Redskins Can't Finish What They Started
It's one thing for the Washington Redskins not to register a sack, much less lay a finger on Tony Romo. Or to let their quarterback, Jason Campbell, go down 10 times in the past two home games. Zero pass rush plus lousy protection, after all, usually equals a loss.
But to give a tin-man franchise like the Dallas Cowboys its heart back, to not keep down their rivals right when they appeared ready to fold early on national television?
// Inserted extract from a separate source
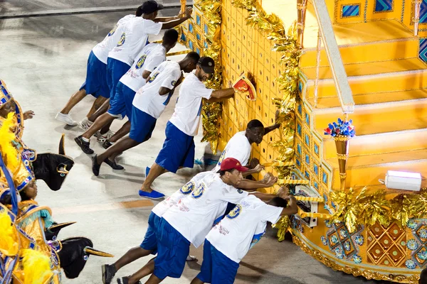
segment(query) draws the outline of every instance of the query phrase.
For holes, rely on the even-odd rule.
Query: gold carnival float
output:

That borders on inexcusable.
The Redskins didn't merely lose a pivotal NFC East game on a chilly Sunday night -- they lost the cocksureness of knowing people were wrong about them when this season began.
Remember all the questions posed about Washington in August?
How successful can Jim Zorn, a quarterbacks coach who never held an NFL coordinator position, be in his maiden season following Joe Gibbs?
Will Jason Campbell have ample time and protection to not just develop into an elite passer, but also be the first guy under center in Washington since Brad Johnson in 1999 to last a full season as a starting quarterback?
And, are Greg Blache's defensive schemes going to have the same kind of hell-raising, bring-the-house effect that panicked quarterbacks who faced Gregg Williams's defenses?
After Sunday night, after Dallas seized momentum from Washington like it seized this game, the debate on each of those questions lives anew.
The Redskins took a set-the-table game against the Cowboys -- a victory would have kept them within striking distance of the Giants and dumped Dallas to a depressing 5-5 -- and left knowing they had not engineered any real change in the NFC East.
Contrary to all the incredible optimism over Zorn's 6-2 start, Dallas is still Dallas when Romo is healthy, has plenty of protection and establishes his rhythm, and the Redskins are going to have to scrap and claw to win their second straight playoff berth.
The harsh truth is that with less than two months left, the Redskins have to prove themselves all over again.
Now that Zorn is no longer the newbie who shows up at the World Series of Poker without any history of his tells, now that he's been dissected in at least a dozen NFL film rooms, he's got to come up with the same ingenuity that got his team six wins in its first eight games. And what better time to start than Sunday in Seattle against his struggling mentor, Mike Holmgren?